Customers exit a Ralph Lauren Corp. store in downtown Chicago, Illinois.
Christopher Dilts | Bloomberg | Getty Images
Ralph Lauren CEO Patrice Louvet said Monday that the fashion brand is chasing opportunities in the metaverse as a way to attract younger shoppers.
At the National Retail Federation’s annual conference, he said consumers can already buy Ralph Lauren’s digital apparel and make a virtual visit — or even have a virtual coffee — at the company’s Madison Avenue store. He said the retailer is considering whether to buy real estate in that digital world, where e-commerce, gaming and social media collide.
Plus, Louvet said he’s personally participating: He already dressed his avatar in a rugby shirt.
“One of our strategies is to win over a new generation and the new generation is there. So we have to be there,” he said. “There are a lot of parallels actually between the metaverse and Ralph’s vision because we are not a fashion company. We are in the dreams business.”

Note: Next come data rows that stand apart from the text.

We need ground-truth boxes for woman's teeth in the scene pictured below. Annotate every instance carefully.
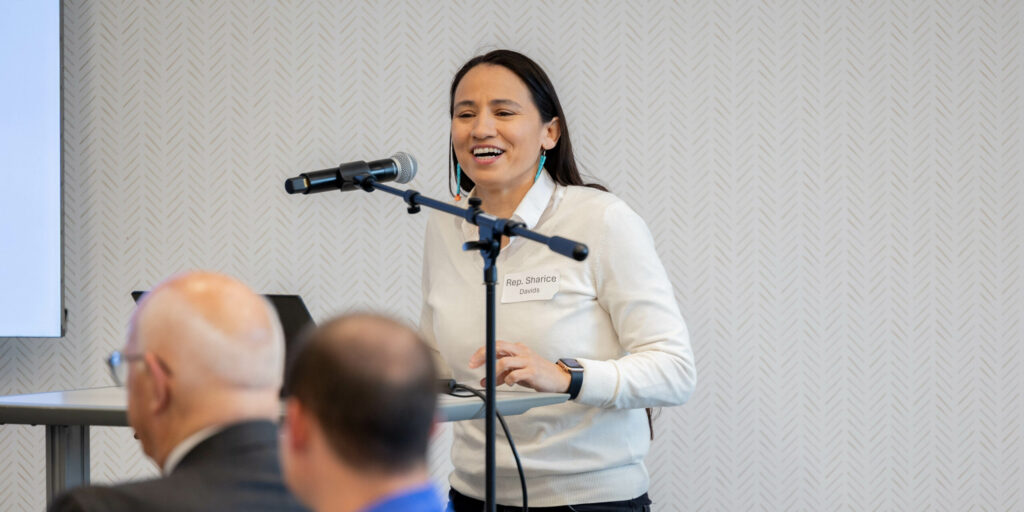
[473,148,504,158]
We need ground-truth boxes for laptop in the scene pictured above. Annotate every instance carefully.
[131,290,314,396]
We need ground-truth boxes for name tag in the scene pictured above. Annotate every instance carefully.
[501,270,560,303]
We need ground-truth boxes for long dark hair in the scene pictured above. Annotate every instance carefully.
[448,49,606,194]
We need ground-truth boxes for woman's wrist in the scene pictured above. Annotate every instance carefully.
[556,358,585,399]
[555,362,572,393]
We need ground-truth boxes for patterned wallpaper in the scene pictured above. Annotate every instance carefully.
[1,1,1022,510]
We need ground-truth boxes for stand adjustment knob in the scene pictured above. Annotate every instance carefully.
[463,240,499,252]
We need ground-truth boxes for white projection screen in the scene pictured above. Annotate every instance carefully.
[0,1,63,337]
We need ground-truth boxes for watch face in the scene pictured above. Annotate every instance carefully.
[560,358,581,369]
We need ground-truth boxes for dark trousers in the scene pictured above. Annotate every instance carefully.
[448,488,652,512]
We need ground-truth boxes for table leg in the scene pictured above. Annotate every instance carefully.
[45,425,89,505]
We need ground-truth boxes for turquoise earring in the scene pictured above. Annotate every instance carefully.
[455,163,463,201]
[534,150,547,183]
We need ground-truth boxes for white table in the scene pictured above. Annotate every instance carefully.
[0,386,566,505]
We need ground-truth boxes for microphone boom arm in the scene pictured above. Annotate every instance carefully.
[352,174,589,261]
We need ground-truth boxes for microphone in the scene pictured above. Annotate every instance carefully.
[284,152,417,194]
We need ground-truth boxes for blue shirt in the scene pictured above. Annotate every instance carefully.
[361,484,443,512]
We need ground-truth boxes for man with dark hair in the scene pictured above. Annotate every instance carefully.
[279,313,443,512]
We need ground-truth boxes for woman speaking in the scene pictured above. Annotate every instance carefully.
[420,49,696,511]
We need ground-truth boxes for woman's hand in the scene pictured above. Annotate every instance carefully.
[468,340,571,393]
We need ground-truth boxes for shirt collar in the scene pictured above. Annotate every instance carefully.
[513,168,556,229]
[161,424,227,475]
[459,169,557,241]
[359,483,441,512]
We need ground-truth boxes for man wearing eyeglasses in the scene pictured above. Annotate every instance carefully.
[49,271,308,512]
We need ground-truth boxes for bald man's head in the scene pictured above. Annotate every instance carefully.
[130,272,284,392]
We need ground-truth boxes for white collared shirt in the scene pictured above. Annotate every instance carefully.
[161,424,227,475]
[421,170,697,506]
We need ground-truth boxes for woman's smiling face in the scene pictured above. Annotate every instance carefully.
[451,64,559,195]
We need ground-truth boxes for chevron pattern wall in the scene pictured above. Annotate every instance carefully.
[1,0,1022,510]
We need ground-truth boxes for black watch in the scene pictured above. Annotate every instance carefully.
[556,358,584,400]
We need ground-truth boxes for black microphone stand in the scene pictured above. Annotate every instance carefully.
[351,174,587,512]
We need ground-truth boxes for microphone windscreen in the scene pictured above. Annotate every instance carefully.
[391,152,417,183]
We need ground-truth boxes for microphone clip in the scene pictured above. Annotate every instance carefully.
[353,174,376,192]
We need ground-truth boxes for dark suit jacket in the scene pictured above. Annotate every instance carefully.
[49,420,309,512]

A growing number of retailers are dipping their toes in the metaverse. Nike bought a virtual sneaker company, RTFKT, last month. Walmart recently filed trademarks that could pave the way to sell virtual goods from home decor to personal care products and to offer virtual currency and nonfungible tokens, or NFTs, to users. And luxury brands, including Ralph Lauren and Gucci, have launched virtual experiences.
Louvet said Ralph Lauren is participating in metaverse platform Zepeto and gaming site Roblox, where shoppers can dress their avatars in Ralph Lauren apparel. He said the company has already seen how the metaverse could drive revenue. After a just a few weeks on Zepeto, it sold more than 100,000 units, he said.
He said Ralph Lauren has not yet sold NFTs — but is considering how that could boost its brand, too.
“We are learning,” he said. “We are experimenting. I do think that we are going to see consumers continue to be attracted to these spaces as they expand.”